Broken L .... Winnie 

You can shoot all the mallards you want


----------



## FINNFOWLER (Sep 2, 2004)

Yep. I work with a guy that brings his dad out there every year. He said it is awesome watching those mallards come into the deks.

Other than that you will have to go up to N. Texas.


----------



## sotx23 (May 4, 2010)

Get with STeve Biggers- He runs some hunts up around Franklin. Beautiful ranch, great hunting. I take customers there several times a year. I love it. He doesnt have a whole lot of hunting info on his site below. You can also look him up on Facebook. He is a 2cool sponsor, I think.

http://www.rockycreekretrievers.com/


----------



## sotx23 (May 4, 2010)

Some of the pictures under the "Team Waterfowl" on the Rocky Creek site are from Franklin area.


----------



## John Cocktosen (Mar 26, 2009)

*Duks R Us*

Duks-R-Us in North Texas, about an hour and half north of downtown Dallas. I hunted with them last year and my group limited on Mallards, drakes mostly, (one hen pintail mixed in) and one of the drakes had some jewlery. Price is right and they guys hunt hard and often and know where the birds will be. I am hunting with them again second split this season.


----------



## duckman49 (Aug 21, 2010)

What's the Winnie hunt the pen raised mallards I have always heard of that but can't ever find it. I'm 20min from Winnie.


----------



## Rack Ranch (May 25, 2004)

Yep, they let them out of the pens and everyone in the blind starts throwing bread in the water and they swim right into the decoys...Its a blast...LMAO



duckman49 said:


> What's the Winnie hunt the pen raised mallards I have always heard of that but can't ever find it. I'm 20min from Winnie.


----------



## duckman49 (Aug 21, 2010)

Ya I would take a kid to that for practice. I'm looming for a place up north to go kill them but still int in the pen mallards for some kids.


----------



## Bwana64 (Apr 12, 2005)

Moody Ranch, Navasota. Flooded timber in the Brazos River Bottom.


----------



## justinsfa (Mar 28, 2009)

The best mallard hunt in Texas and people are mentioning pen raised birds??????? Come on.... haha

Hanson Outdoors (Edd Hanson)
http://www.hansonoutdoors.net/

Red Leg Outfitters (Stephen Welch)
http://www.redlegoutfitters.com/

Tell Edd and Stephen that Justin Church sent you.


----------



## rowdy's owner (Oct 9, 2011)

c-free outfitters if he still around. Had great mallard hunt with them a few years back. Centerville Texas


----------



## AlvinDucksUnlimited (Jun 7, 2006)

*Mallard Hunts*

I do some mallard hunts in Central Texas. Around Deleon, Lake Proctor, and also in Bremond area. I have some pretty consistant hunts in both places.

Fowl Talk Guid Service
Billy 281-924-4984

Few pics from 2011 season.


----------



## Brad Beaulieu (May 10, 2006)

duckman49 said:


> What's the Winnie hunt the pen raised mallards I have always heard of that but can't ever find it. I'm 20min from Winnie.
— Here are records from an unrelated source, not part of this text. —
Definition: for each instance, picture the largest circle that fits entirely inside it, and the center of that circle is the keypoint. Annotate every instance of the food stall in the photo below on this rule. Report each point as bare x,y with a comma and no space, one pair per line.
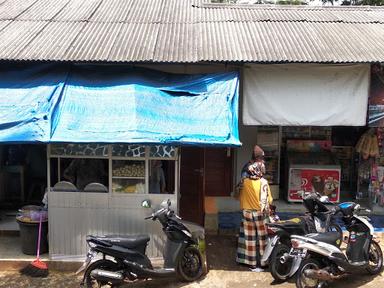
111,205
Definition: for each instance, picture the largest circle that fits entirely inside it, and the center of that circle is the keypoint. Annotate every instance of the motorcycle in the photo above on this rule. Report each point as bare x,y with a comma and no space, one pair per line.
321,261
319,219
182,259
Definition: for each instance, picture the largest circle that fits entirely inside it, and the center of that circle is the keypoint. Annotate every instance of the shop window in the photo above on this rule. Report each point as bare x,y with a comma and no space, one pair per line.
128,176
79,150
162,151
134,169
161,176
84,171
125,150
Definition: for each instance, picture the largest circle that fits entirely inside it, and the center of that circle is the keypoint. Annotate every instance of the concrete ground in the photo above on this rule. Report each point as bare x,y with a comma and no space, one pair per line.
223,272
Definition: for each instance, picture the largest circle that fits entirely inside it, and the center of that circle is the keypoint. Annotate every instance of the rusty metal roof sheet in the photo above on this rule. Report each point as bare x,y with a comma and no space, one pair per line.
187,31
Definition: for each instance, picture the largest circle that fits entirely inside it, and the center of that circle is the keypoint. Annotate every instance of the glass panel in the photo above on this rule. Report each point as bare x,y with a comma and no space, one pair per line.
81,172
92,149
162,177
128,168
127,185
162,151
125,150
128,176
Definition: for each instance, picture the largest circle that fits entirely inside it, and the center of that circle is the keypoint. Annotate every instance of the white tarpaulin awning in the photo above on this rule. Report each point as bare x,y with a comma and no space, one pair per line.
305,94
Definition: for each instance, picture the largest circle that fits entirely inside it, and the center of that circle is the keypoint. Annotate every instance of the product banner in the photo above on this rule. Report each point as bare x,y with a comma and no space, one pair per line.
376,97
324,181
305,94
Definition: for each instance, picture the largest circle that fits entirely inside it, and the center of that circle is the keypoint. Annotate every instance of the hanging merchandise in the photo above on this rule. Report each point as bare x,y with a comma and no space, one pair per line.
367,146
371,166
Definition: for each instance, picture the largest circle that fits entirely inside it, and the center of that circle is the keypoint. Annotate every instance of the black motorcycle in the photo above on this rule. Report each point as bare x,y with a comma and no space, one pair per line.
321,261
182,259
318,219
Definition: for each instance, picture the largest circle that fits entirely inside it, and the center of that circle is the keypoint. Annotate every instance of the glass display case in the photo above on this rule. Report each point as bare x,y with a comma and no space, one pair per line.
128,176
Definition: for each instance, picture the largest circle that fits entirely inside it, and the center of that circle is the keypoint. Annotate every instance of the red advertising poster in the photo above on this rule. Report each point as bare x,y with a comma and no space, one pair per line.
376,97
324,181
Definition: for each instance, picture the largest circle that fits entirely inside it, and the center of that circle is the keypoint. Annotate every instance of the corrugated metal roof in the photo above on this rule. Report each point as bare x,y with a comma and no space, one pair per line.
187,31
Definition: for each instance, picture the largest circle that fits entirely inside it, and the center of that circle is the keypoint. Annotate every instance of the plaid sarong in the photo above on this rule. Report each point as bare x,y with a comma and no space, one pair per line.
252,238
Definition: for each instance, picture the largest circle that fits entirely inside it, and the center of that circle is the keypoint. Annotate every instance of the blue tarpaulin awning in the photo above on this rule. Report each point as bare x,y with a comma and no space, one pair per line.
117,104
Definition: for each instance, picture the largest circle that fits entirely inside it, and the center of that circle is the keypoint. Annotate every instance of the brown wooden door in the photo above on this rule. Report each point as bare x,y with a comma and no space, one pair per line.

http://brokenloutdoors.com/

No bread throwing but it can fun. Great deal for kids.


----------



## Whitecrow (May 26, 2004)

> *Additional mallards $29 each*


$29 for a tamie? :spineyes:


----------



## duckman49 (Aug 21, 2010)

I'm going to give a guide up north a try in dec.


----------



## bronco1 (Oct 25, 2007)

calphil said:


> Broken L .... Winnie
> 
> You can shoot all the mallards you want


Whats up with that cover photo, I'm not sure money is the only cost associated with hunting there. That is the oddest place to put your hand, they must be real close friends. Maybe it should be BrokeBack Outfitters.









http://www.brokenloutdoors.com/


----------



## justinsfa (Mar 28, 2009)

bronco1 said:


> Whats up with that cover photo, I'm not sure money is the only cost associated with hunting there. That is the oddest place to put your hand, they must be real close friends. Maybe it should be BrokeBack Outfitters.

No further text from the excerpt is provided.